Pan y Rosas (Ekmek ve Güller) hareketiyle katkıda bulunduğumuz kadın ve LGBTI hakları mücadelesinin de çok önemli bir stratejik ve taktik anlamı bulunmakta. Cinsiyetçiliğe karşı mücadelenin önemini küçümseyen herkese karşı çıktığımız şiddetli tartışmalarda da bu meselenin stratejik önemi net bir şekilde görüldü. (Bu kişiler cinsiyetçi baskıyı bu baskının kapitalizmde görülen en çirkin şekillerine, mesela insan ticaretine indirgediler.) PTS, cinsiyetçiliğe, homofobiye ve transfobiye karşi verilen kararlı mücadeleyi faaliyet gösterdiği her alana, özellikle de işçi hareketine dahil etti. Aynı zamanda reformist feminizme de politik ve ideolojik olarak karşı çıkıyoruz ve sömürülen ve baskı altındaki emekçi kadınların örgütlülüğünün ilerlemesine büyük değer veriyoruz. 15. Kongrede bu kararlılıkla kadınların örgütlenmesi için gösterdiğimiz çabayı arttırmaya karar verdik.
PTS gençliğinin kurduğu örgütler, kamusal eğitimi, işçiler ve öğrencilerin güç birliğini, örgütlenmesini ve mücadele eden öğrencilerin örgütlerini (hizmet kuruluşu modelinin aksine) net bir antikapitalist perspektiften desteklemektedir.

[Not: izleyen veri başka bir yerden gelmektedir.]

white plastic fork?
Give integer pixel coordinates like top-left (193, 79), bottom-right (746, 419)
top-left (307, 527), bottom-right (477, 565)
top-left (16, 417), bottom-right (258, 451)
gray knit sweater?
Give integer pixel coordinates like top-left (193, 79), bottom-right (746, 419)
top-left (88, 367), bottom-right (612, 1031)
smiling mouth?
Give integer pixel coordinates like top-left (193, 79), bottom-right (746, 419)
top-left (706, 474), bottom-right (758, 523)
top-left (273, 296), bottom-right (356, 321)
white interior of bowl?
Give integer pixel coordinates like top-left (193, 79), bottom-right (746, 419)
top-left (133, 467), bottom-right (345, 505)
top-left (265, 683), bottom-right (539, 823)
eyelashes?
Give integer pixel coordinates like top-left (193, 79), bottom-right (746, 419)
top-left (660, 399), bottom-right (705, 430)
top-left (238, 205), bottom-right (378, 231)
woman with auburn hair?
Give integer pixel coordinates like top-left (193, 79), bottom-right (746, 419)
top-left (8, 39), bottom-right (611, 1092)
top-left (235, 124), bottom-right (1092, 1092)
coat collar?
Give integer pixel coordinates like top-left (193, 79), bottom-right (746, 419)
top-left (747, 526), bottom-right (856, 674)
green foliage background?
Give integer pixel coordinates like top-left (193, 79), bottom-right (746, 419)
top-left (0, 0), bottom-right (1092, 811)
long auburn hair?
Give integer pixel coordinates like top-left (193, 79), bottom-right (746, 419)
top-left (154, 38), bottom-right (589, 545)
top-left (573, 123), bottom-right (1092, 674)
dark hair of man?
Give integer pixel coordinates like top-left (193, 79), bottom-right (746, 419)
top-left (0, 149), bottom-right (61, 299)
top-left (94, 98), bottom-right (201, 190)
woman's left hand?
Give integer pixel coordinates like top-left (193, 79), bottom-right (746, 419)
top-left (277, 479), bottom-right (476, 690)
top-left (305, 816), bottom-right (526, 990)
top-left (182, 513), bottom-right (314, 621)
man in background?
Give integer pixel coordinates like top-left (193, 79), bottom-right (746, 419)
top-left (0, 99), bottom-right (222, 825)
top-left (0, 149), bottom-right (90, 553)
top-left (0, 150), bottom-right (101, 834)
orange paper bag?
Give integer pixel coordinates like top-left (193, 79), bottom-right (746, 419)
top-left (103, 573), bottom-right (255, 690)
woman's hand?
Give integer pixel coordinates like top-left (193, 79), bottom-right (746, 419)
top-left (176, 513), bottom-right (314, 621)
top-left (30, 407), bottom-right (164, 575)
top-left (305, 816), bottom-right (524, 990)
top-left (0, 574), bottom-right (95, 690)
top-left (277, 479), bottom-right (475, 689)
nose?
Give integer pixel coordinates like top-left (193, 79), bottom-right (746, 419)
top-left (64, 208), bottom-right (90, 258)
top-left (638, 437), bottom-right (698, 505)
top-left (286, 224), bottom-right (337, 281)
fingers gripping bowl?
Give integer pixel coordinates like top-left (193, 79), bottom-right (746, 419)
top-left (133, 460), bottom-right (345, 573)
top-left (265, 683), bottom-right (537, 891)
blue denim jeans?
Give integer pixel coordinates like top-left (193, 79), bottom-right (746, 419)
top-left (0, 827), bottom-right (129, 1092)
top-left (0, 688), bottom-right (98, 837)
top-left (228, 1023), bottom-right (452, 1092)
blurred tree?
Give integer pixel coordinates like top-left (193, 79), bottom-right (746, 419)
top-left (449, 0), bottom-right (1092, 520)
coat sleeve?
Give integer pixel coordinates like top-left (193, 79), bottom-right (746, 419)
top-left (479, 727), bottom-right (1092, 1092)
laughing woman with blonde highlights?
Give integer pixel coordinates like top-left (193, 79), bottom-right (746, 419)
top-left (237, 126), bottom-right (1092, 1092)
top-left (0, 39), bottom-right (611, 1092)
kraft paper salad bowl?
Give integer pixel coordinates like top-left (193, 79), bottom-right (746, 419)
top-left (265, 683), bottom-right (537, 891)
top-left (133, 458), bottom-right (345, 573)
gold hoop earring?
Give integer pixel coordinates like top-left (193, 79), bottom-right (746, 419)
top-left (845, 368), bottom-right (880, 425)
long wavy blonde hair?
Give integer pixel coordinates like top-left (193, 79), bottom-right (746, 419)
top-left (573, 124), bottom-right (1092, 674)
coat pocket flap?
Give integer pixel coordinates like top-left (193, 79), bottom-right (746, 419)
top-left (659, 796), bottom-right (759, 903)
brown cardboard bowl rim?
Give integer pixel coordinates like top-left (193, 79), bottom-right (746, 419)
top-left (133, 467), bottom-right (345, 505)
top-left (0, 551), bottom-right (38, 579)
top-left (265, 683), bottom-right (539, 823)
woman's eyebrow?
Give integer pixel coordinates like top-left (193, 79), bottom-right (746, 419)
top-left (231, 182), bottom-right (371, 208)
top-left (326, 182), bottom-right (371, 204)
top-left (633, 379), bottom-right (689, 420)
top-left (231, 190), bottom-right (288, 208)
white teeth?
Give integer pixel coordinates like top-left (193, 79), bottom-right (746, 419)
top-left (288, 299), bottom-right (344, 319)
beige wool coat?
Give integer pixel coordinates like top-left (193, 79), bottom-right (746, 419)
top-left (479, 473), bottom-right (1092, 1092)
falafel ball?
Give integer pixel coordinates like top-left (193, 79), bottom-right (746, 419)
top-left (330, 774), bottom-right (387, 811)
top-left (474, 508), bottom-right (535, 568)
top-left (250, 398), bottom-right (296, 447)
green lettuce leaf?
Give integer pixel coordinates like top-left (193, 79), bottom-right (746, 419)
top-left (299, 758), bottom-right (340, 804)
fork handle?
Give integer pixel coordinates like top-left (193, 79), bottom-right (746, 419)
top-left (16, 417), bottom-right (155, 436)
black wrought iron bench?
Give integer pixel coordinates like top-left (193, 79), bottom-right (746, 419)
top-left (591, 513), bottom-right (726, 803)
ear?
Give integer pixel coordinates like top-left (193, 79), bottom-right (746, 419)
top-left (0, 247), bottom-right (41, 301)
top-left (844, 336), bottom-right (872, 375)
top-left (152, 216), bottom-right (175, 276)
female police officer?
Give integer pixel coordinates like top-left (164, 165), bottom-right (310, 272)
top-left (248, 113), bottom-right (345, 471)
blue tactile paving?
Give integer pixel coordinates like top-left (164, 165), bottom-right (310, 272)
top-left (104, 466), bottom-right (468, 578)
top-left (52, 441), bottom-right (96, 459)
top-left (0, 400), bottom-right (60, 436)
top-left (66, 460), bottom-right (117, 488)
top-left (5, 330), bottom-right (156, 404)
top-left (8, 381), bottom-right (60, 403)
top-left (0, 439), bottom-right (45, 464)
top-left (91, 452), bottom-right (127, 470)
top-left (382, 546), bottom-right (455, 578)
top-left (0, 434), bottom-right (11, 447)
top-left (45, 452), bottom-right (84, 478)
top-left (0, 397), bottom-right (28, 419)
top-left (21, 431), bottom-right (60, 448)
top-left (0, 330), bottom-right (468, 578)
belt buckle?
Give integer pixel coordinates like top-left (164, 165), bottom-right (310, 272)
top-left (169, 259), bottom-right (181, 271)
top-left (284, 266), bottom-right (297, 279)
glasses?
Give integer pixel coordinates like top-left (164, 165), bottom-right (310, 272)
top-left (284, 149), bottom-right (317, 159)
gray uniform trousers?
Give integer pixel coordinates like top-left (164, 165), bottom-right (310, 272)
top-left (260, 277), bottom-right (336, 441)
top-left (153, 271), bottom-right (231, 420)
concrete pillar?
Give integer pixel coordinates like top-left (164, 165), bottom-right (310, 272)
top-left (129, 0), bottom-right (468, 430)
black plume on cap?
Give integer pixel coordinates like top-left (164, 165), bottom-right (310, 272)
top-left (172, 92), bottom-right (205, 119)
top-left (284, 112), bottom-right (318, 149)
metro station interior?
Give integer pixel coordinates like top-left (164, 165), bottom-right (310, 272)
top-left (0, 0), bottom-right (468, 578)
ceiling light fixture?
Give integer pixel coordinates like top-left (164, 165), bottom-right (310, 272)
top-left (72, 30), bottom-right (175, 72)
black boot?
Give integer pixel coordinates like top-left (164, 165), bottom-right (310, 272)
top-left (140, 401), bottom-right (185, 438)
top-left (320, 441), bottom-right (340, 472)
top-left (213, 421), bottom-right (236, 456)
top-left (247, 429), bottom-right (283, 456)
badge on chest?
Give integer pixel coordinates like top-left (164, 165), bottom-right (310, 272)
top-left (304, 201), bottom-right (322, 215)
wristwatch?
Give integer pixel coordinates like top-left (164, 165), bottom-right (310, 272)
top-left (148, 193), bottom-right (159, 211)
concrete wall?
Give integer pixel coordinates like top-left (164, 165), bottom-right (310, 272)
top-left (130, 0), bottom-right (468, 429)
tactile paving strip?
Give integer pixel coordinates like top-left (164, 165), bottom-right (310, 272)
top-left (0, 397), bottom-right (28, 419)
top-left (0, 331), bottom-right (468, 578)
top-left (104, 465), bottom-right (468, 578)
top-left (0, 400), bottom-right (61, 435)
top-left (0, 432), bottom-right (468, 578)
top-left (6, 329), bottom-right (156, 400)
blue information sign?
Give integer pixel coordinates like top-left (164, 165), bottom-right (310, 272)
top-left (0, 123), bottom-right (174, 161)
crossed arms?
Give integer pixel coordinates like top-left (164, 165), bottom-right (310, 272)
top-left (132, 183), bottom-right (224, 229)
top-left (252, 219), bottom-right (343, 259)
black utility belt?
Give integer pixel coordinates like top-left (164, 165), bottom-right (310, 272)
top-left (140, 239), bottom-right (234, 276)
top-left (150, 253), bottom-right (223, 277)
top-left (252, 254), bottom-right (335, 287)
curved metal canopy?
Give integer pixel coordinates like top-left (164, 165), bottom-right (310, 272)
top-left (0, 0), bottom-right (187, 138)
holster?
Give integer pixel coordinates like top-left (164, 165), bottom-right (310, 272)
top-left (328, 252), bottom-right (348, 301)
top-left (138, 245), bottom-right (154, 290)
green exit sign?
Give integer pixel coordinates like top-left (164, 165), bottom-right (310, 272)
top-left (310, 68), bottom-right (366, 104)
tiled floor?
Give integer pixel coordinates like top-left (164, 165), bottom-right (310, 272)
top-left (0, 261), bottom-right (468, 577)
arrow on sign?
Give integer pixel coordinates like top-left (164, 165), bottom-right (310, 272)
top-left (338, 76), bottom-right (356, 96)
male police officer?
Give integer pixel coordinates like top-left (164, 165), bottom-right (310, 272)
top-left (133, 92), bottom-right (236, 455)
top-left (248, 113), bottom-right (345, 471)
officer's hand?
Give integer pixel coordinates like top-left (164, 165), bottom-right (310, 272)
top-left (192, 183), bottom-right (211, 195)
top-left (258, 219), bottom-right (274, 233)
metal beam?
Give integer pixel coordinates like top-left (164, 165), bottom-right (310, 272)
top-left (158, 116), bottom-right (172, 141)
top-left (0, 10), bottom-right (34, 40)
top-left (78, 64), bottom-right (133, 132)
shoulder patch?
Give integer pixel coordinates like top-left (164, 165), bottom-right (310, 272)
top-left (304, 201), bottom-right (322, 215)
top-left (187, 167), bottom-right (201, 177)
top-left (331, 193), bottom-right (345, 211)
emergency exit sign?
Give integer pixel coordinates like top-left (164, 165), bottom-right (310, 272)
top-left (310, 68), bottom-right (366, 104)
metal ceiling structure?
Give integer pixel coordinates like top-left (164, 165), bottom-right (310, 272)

Kongrede söz alıp konuşan öğrenci delegelerden ve aynı zamanda üniversite öğrencilerinin dinamizminden etkilendik. Üniversitelerdeki delegelerimiz PTS’in genç kadrolarının önemli bir rol oynadığı ve hem Buenos Aires’te hem de diğer eyaletlerde örgüt kurduğu üniversite mücadelesindeki gelişmeler hakkında bilgi verdi. Bu yüzden partinin bu önemli kesimini ülke çapında merkezileştirmek ve güçlendirmek icin ülke çapında bir üniversite örgütünün kurulmasına karar verildi.
PTS bütün ülkede yaklaşık 100 adet işçi derneği ve kulüpler kurdu ve bunu diğer şehirlerde ve yerleşim yerlerinde de yapmayı planlıyor. Lakin bu derneklerin işleyişi stratejik önem arz eden işçilerin ve öğrencilerin örgütlenmesini oy avcılığına feda eden mahalle militanlığına teşvik etmek değildir. Bu sebeple 15. kongre gerek LID projesinin gerekse grupların kalkınmasının bu lokaller ile bağlantılı bir şekilde ilerlemesinde karar kıldı. Mangal partilerinde, kutlamalarda, sunumlarda ve buluşmalarda çeşitli fabrikalardan ve sendikalardan yoldaşlar, öğrenciler ve Ekmek ve Güller aktivistleri bir araya gelip fikir alışverişinde bulunuyorlar, birbirlerine siyasi olarak etki ediyorlar ve sorunları ve imkanları tartışıyorlar. Bu bakımdan kongre, başka işçileri örgütlemekle uğraşan işçileri ve yoldaşları daha ön plana çıkarmış durumda. Öğrenci ve kadın hareketinde de durum bu şekilde.
Tartışmanın son konusu, LID’deki ve aylık sol dergi olan Solun Fikirleri’ndeki (Ideas de Izquierda) özel makalelerin, Sosyalist Düşünce Enstitüsü (IPS) ve Lev Troçki Araştırma ve Yayın Merkezi (CEIP) tarafından yayınlanan kitap ve broşürlerin, TvPTS’nin görsel işitsel programının ve Marksizm kurslarının ideolojik mücadeledeki yeriydi. Yeni üyelerin burjuva sınıfina karşı verilen mücadeleyi güçlendirmek amacıyla devrimci Marksizmin teorik araçları üzerine eğitilmesi mevcut üyelerin buna zaman ve emek harcamasını gerekli kılıyor.
Fredy Lizarrague PTS’in ülke çapındaki liderlerinden biridir.